"I Masnadieri are outlaws, that is to say criminals living outside the law. These are also young people who do not see any future for themselves," explained director Gabriele Lavia.
This opera, which the Neapolitan public has not had a chance to see for decades, deals with contemporary issues: young people's rebelliousness, or Man's difficulties in dealing with the vagaries of fate. Musically rich and complex, I Masnadieri has an extraordinary beginning according to conductor Nicola Luisotti. "I find the Prelude and its solo cello extremely interesting," Luisotti told euronews. "The solo instrument indicates that each character in this opera is alone; nobody loves anybody, and everyone hates everyone. The tragedy is caused by a lack of communication – all the music here reflects that solitude."
The opera's topicality is also echoed in a famous romanza sung by Carlo, the anti-hero – 'I feel as if I were attached to evil by a chain, I have the impression that the earth, that my own homeland, my whole world is rejecting me, that even God is ignoring me.' "These are words one can read on the graffitied walls of any subway in New York, or Rome, or Naples, where unhappy, angry, young men use walls to express their desire for freedom – freedom which is perceived here as the dismantling of all barriers, all limits, whereas freedom is by definition limited, confined," says Luisotti.
I Masnadieri is a tragedy, even a tough and outrageous one, but it is also full of arias, choruses, duets and quartets, in the best tradition of Italian opera.

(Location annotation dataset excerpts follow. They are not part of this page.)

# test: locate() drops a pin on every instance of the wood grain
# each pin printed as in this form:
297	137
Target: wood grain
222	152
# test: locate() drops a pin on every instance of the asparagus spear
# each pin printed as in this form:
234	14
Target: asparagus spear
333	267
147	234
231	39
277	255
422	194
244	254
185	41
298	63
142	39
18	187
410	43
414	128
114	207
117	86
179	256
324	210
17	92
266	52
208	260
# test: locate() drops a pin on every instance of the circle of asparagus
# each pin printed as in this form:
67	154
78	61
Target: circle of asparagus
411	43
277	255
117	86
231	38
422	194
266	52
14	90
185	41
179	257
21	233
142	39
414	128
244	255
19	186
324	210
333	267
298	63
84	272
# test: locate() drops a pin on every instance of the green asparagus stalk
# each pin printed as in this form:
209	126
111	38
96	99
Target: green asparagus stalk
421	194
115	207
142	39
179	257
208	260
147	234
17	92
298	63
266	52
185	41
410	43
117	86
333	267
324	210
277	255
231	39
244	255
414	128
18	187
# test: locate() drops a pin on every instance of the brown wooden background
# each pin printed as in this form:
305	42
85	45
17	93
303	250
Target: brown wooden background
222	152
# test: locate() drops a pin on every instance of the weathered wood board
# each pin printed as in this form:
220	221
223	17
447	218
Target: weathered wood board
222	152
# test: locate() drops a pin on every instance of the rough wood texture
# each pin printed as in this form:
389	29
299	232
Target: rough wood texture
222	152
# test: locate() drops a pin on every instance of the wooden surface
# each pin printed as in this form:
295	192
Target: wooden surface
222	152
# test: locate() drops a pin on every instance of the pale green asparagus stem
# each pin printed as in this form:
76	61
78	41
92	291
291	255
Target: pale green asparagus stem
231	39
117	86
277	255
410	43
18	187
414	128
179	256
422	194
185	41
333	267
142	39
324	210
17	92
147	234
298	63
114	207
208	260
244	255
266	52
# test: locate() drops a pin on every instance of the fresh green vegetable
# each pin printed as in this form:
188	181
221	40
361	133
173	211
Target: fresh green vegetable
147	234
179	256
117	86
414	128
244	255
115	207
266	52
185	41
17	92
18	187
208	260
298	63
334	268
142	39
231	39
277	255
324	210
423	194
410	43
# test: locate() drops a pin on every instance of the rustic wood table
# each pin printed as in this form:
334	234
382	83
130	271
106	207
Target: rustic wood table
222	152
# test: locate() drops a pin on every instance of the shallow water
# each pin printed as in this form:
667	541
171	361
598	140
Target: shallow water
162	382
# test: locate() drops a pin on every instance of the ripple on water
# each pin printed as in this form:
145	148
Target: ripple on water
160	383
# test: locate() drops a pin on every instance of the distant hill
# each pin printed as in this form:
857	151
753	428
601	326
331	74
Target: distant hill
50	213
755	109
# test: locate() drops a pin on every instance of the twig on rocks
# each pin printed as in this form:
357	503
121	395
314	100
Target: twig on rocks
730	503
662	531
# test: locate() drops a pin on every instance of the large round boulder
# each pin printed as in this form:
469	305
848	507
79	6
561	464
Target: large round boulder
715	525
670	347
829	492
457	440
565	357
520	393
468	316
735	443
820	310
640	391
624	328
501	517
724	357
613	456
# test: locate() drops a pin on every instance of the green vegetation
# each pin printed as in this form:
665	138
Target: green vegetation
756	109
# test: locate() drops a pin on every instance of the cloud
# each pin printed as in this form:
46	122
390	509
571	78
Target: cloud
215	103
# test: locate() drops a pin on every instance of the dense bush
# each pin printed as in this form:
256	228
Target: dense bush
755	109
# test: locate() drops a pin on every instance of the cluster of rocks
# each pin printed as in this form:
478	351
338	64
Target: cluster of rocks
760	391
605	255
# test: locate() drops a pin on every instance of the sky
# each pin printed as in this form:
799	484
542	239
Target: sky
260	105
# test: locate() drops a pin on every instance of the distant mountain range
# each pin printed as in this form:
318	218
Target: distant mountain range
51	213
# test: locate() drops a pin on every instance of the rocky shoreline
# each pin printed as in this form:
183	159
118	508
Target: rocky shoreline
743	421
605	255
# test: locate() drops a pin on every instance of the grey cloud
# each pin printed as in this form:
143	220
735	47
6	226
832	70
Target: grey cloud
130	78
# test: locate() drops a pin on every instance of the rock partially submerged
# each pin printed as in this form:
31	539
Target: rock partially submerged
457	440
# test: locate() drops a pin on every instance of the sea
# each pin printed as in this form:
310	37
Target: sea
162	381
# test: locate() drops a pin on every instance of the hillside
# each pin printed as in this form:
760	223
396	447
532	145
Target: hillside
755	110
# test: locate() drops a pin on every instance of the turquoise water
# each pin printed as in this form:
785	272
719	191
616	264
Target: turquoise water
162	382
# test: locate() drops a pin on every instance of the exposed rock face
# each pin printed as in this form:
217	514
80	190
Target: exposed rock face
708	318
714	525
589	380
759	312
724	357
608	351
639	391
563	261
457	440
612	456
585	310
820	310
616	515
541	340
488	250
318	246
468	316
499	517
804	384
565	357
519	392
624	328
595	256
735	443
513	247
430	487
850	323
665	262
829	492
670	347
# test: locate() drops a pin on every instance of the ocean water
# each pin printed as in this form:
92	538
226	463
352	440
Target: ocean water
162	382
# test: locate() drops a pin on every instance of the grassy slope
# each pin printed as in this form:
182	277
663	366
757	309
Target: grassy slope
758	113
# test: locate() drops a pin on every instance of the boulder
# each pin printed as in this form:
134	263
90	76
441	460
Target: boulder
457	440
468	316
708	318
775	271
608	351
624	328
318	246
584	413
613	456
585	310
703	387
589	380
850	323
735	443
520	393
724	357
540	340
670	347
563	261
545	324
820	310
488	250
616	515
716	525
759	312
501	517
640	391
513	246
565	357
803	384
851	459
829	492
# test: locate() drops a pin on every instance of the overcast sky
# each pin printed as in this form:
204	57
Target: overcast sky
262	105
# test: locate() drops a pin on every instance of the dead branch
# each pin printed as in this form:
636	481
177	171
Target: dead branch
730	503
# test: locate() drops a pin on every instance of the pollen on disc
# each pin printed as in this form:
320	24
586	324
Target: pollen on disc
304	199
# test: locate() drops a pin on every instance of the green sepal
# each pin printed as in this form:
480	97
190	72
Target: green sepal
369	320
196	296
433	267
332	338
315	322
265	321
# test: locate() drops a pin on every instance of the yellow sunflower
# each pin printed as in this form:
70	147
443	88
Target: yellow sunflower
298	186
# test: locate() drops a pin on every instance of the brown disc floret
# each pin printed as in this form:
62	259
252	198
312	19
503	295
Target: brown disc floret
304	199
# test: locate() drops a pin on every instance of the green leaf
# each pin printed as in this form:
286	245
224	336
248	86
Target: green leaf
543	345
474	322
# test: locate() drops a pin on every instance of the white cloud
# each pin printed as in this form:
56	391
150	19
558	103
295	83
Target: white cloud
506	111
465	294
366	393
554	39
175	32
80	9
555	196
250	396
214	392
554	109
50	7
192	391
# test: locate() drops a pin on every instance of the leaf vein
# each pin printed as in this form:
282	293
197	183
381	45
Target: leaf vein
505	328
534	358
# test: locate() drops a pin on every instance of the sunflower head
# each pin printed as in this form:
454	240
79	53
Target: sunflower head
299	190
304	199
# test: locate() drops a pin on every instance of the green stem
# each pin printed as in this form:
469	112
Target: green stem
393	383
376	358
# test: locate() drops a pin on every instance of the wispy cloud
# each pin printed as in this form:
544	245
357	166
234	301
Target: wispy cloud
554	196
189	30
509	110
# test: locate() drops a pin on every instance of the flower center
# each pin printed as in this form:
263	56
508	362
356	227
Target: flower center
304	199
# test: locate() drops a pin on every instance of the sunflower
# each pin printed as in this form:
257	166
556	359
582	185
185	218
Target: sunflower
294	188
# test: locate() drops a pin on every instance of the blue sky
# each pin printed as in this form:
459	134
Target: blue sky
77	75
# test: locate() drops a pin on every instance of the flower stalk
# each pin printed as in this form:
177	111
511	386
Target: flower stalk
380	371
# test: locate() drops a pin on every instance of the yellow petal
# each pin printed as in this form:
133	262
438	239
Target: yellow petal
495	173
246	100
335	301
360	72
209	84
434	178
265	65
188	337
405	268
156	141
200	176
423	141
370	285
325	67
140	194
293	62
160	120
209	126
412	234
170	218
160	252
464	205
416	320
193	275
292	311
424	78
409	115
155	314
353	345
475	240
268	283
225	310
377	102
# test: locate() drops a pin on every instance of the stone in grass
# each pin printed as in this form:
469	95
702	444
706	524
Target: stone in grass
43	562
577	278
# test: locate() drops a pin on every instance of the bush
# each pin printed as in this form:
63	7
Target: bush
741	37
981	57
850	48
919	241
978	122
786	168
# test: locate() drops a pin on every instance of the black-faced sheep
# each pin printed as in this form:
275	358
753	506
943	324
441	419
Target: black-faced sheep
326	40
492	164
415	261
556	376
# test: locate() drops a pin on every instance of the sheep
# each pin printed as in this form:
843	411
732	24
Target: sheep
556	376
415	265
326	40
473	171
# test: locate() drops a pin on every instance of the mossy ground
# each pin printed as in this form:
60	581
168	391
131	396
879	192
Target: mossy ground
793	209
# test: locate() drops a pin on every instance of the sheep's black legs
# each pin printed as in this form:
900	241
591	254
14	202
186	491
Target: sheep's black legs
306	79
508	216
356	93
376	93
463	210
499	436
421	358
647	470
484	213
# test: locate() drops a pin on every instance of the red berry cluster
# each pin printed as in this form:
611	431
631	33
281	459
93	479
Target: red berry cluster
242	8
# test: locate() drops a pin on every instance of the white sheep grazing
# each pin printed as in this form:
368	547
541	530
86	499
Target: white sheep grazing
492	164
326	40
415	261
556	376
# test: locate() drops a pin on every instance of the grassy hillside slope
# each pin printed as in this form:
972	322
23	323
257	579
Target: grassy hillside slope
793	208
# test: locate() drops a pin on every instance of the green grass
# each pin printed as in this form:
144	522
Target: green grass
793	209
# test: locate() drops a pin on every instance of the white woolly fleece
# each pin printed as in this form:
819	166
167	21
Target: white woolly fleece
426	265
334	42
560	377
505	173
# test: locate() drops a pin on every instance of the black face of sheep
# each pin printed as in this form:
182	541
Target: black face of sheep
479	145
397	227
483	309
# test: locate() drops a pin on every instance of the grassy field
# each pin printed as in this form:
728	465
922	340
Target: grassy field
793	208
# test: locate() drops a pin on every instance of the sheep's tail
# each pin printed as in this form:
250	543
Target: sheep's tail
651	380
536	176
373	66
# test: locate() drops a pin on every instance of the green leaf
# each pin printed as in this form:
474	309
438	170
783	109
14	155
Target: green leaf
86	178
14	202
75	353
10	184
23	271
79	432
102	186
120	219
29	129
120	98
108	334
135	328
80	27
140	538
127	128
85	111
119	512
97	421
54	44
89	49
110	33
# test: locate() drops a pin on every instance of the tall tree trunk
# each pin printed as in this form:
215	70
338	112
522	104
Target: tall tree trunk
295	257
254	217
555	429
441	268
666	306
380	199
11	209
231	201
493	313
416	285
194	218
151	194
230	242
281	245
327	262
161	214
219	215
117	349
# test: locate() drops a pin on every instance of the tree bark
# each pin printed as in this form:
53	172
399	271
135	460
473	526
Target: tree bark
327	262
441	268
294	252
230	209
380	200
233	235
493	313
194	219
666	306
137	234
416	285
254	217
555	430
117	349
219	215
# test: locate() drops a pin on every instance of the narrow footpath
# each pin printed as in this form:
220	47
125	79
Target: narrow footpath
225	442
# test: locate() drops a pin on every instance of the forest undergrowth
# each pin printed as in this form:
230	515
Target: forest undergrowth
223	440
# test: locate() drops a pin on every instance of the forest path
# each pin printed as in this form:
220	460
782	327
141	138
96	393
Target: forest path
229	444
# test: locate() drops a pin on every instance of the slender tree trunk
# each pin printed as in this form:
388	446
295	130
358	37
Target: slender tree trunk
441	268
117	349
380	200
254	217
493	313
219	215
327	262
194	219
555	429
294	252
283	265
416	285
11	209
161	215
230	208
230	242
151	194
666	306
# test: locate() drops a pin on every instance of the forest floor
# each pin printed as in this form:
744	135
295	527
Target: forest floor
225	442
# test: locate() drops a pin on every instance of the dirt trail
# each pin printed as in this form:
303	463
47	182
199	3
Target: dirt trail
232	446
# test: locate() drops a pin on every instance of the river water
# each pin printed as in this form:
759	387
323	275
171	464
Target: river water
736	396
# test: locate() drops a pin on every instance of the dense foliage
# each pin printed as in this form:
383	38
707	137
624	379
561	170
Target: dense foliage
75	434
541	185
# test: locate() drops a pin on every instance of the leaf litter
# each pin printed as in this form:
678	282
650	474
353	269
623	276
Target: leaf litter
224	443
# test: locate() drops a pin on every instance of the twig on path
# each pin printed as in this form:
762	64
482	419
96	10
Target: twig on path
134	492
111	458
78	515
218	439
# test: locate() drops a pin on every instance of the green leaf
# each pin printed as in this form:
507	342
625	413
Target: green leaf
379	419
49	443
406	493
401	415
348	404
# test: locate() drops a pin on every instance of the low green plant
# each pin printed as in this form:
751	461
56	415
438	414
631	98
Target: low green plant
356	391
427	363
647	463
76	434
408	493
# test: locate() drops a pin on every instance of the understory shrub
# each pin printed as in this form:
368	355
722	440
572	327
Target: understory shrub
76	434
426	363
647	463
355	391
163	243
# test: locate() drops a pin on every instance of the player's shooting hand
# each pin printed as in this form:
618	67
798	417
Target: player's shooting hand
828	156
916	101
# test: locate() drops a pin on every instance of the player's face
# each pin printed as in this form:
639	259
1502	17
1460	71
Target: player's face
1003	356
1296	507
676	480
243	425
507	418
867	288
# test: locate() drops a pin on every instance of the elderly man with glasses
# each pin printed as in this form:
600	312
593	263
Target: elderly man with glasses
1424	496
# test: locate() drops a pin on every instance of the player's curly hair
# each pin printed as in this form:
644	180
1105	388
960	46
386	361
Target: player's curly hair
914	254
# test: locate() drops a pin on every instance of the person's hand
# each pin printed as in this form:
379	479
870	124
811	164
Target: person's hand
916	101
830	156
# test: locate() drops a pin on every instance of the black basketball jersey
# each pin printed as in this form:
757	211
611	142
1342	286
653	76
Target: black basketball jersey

"Music is one of Italy's main riches, we have a diamond mine called opera, which is sung from Greenland to New Zealand from Fiji to Ulan Bator," enthuses Luisotti. "The Italian opera is sung the world over and yet sometimes we despise it, as if it were something old; but opera is not something of the past, it's of today! The San Carlo opera house represents the best of Italian history, its real, deep, true beauty, which has its roots in our culture and our Art – melodrama is us!"